The new approach mirrors similar policy steps taken between 1998 and 2004 to cope with the effects of the 1997-98 Asian financial crisis.

Those measures included issuing large amounts of treasury bonds and ramping up public investment.

"The economic situation China is facing now is far more grave than in 1998. There could be more coordination with other central banks as China is more exposed to the external environment," Xing Ziqiang, a Beijing-based economist with China International Capital Corp Ltd, told AFP.

"In 1998, it was mainly Asian countries, including some competitors of China, that ran into trouble. But this time it's China's export market -- America and Europe."

The new spending will be directed at a broad range of areas including the construction of railroads, highways and airports, boosting the services sector and agriculture, and upgrading power grids, the state-run broadcaster CCTV said.

Money also would be poured into social welfare systems including education and public health, it said.

The slowdown is raising fears that millions of factory workers could be left jobless and could confound China's plans to spread economic development from the prosperous coastal manufacturing areas into poor interior regions.

Over in Singapore, Minister Mentor Lee Kuan Yew has said the current global recession is the most severe since the Great Depression of the 1930s. And he cautioned that it is just the beginning in Singapore.
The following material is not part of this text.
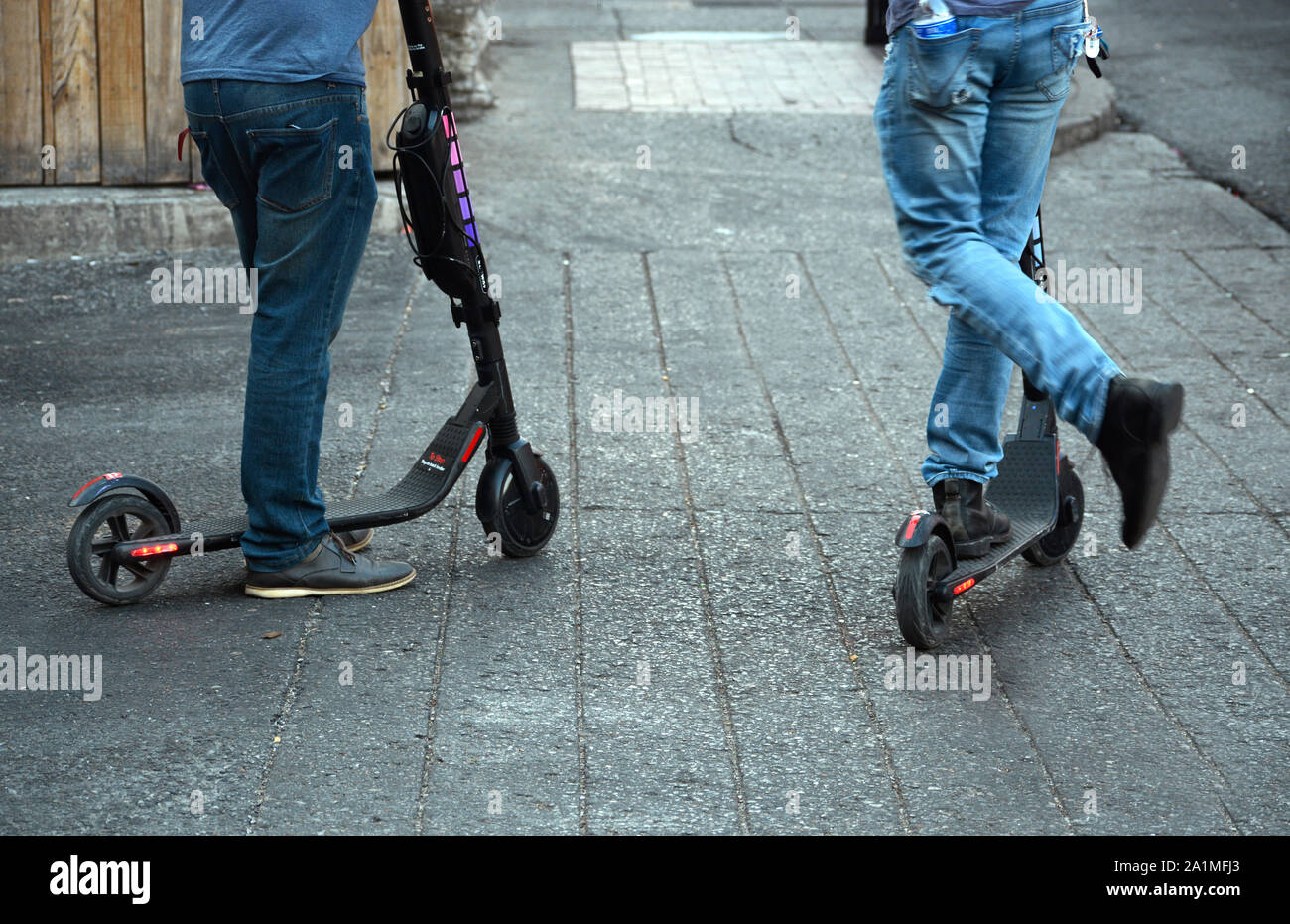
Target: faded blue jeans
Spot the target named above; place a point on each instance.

But Mr Lee said: "Our reserves can see us through this crisis without going broke, although we have no natural resources, no oil, gas, palm oil whatever."

Mr Lee also gave the assurance that the government will ensure nobody falls below the poverty line.

It's perhaps an anomaly in the current times that public housing prices in Singapore have remained steady. But, Mr Lee said, unlike the housing crisis in the US, few citizens in Singapore have bought homes they cannot afford.

Singapore's property market is one example pointing to the country's strong economy. Other bright sparks - jobs available at the upcoming integrated resorts and continued investments by high-end manufacturing companies.

Mr Lee said the government will also prime the economy to prepare for tough times ahead.

But here's a reality check - it will be some time before Singaporeans will enjoy the same standard of living they experienced before the crisis.
Mr Lee said: "We cannot restore people (people's living standards) to what they were enjoying before the worldwide crash. But we will make sure nobody falls below the poverty line.

"After studying the situation carefully, ministers have to make a realistic estimate of how much we can afford in additional U-Save, Workfare and other alleviating measures.

"But again, it depends on our assessment of how long and how deep this recession will be."

Mr Lee said that no one knows how long the current downturn will last. His advice to Singaporeans is that they have to accept that sacrifices and cutbacks will have to be made.